When he signed the bill, Roosevelt described Social Security as “the cornerstone” of his administration—something to build upon that was “by no means complete.” But he told associates in later years that even standing alone, it represented his greatest domestic achievement. Something fundamental had taken place. For the first time, a secure retirement was no longer reserved for people like FDR’s aristocratic neighbors in Hyde Park. The promise of the Declaration of Independence was coming into fuller view, as the men and women who toiled to make America could now pursue happiness in their later years—not if they invested wisely or got lucky in the stock market or retired when the country was flush, but as a birthright. In that sense, the insurance concept was not a ruse but a deeply meaningful public commitment. The American government was telling the American people that their fates were not at risk but backed by the full faith and credit of the United States. This was the “ownership society” in its truest, fullest meaning, and one not likely to be forsaken without a fight.

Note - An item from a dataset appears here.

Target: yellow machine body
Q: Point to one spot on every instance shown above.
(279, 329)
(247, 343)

*Roosevelt was more sympathetic to the novelist Upton Sinclair’s End Poverty in California (EPIC) campaign for governor, which was mostly a more radical version of FDR’s own program. But Sinclair lost in November 1934 after being savaged by California industrialists.
*This eventually became Aid to Families with Dependent Children (AFDC), the foundation of the federal welfare system that lasted until 1996.
*As Ira Katznelson of Columbia University points out, Social Security, unemployment compensation, and the minimum wage were all established with occupational exemptions that discriminated against blacks.